De tous les documents publiés pour la première fois dans ce livre, Moia isole une lettre écrite par Karol Wojtyla en 1969, après que de nombreuses conférences épiscopales aient exprimé leurs critiques contre « Humanae vitae ». Dans cette lettre, l’archevêque de Cracovie demandait au pape de publier en urgence une instruction contre les « opinions nocives » qui circulaient, en répétant avec encore plus de force l’enseignement de l’encyclique.

Paul VI ne fit pas ce que Wojtyla lui avait demandé. Il s’en tint fermement à ce qu’il avait écrit dans « Humanae vitae » sans reculer d’un pouce.  Mais Moia se sert de ce silence pour opposer la « rigidité » de Wojtyla à la soi-disant « ouverture » de Paul VI à la contestation de différents épiscopats, toutes « caractérisées – selon la prose de Moia – par le respect, l’accueil et la compréhension ».

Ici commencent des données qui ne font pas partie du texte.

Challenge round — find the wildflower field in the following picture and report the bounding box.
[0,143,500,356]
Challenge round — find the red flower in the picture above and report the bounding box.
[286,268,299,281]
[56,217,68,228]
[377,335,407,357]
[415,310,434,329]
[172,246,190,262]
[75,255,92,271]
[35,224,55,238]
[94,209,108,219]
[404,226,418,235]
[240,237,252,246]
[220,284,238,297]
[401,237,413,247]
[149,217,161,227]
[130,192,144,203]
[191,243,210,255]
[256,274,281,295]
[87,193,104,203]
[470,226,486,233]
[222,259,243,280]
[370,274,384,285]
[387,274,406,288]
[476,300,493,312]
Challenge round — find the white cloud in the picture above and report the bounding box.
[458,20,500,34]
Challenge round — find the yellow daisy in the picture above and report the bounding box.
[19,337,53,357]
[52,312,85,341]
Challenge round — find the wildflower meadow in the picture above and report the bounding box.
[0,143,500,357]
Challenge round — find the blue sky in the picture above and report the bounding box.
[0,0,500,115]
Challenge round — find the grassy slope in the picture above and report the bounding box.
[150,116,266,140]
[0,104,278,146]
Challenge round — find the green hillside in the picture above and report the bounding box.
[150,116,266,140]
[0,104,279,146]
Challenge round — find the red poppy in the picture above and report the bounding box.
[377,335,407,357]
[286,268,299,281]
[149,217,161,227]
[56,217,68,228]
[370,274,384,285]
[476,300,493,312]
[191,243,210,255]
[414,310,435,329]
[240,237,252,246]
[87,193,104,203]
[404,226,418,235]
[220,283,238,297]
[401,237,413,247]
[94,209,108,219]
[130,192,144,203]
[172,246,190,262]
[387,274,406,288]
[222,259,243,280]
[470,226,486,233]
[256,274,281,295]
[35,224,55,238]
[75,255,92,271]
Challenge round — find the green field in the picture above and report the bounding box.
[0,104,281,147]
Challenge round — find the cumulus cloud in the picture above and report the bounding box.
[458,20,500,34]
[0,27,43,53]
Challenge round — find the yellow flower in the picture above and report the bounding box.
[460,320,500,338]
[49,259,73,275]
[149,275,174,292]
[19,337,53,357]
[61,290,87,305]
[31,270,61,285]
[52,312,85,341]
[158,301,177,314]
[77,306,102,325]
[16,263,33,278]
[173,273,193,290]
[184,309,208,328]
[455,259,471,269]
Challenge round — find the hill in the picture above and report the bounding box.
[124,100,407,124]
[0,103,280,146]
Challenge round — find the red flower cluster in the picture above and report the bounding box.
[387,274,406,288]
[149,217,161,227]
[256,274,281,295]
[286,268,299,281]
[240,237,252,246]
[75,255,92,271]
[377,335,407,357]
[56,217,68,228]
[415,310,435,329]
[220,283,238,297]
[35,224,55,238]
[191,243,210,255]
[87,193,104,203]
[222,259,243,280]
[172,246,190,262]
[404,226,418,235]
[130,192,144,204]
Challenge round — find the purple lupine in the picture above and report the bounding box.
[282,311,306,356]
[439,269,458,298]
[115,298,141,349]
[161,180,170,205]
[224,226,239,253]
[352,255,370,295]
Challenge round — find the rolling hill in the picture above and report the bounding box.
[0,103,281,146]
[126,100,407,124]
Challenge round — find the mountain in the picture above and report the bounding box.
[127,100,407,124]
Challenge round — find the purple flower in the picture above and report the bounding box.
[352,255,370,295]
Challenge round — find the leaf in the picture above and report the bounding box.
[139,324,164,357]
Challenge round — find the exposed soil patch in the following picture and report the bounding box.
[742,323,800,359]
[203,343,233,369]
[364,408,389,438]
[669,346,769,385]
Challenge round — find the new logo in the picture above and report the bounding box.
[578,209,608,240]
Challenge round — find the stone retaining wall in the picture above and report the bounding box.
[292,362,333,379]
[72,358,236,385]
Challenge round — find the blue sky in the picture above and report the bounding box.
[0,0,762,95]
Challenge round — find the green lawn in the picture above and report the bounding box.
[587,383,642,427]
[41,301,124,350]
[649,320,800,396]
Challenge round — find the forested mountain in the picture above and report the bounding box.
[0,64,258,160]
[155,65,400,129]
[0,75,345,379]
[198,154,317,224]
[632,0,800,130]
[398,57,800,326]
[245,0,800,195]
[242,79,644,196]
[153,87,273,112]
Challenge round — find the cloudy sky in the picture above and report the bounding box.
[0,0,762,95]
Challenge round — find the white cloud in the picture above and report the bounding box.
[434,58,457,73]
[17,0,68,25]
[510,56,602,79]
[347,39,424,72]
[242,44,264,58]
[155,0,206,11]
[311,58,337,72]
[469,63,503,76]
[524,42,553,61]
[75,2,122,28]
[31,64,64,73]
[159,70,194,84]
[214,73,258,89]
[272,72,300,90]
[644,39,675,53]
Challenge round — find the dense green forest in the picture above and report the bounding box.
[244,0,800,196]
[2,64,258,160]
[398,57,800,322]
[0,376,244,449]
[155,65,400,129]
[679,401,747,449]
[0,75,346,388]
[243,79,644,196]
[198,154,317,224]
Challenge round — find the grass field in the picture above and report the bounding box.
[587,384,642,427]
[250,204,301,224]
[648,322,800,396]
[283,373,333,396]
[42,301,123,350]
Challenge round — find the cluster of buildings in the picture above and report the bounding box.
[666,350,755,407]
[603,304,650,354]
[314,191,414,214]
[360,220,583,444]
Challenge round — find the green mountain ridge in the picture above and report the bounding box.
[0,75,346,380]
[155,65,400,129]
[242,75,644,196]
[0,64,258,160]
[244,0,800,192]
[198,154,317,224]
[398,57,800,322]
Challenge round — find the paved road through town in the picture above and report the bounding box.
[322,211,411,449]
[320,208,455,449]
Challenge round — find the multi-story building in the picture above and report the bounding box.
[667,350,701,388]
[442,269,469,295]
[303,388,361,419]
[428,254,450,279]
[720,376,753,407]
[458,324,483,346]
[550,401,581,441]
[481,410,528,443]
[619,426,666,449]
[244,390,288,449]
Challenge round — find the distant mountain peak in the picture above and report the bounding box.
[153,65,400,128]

En réalité, le livre érudit de Galuszka documente non seulement l’important apport de Wojtyla à la rédaction de « Humanae vitae » mais également l’extraordinaire approfondissement qu’il en a fait ensuite, en tant que Pape, à la compréhension de cette encyclique, aussi bien à travers le cycle de catéchèse sur la théologie du corps entre 1979 et 1984 qu’avec l’encyclique « Veritatis splendor » de 1993.

Cet approfondissement de Jean-Paul II avait été reconnu par Benoît XVI lui-même dans son autobiographie publiée dans le livre-entretien paru peu après sa renonciation à la papauté :

« Dans ma situation, dans le contexte de la pensée théologique de l’époque, ‘Humanae vitae’ était un texte difficile. Il était clair que ce qu’il disait était valide en substance mais la façon avec laquelle il était argumenté, pour nous, à l’époque, et y compris pour moi, n’était pas satisfaisante.  Je cherchais une approche anthropologique plus large.  Et de fait, le Pape Jean-Paul II a ensuite intégré la dimension basée sur le droit naturel de l’encyclique avec une vision personnaliste ».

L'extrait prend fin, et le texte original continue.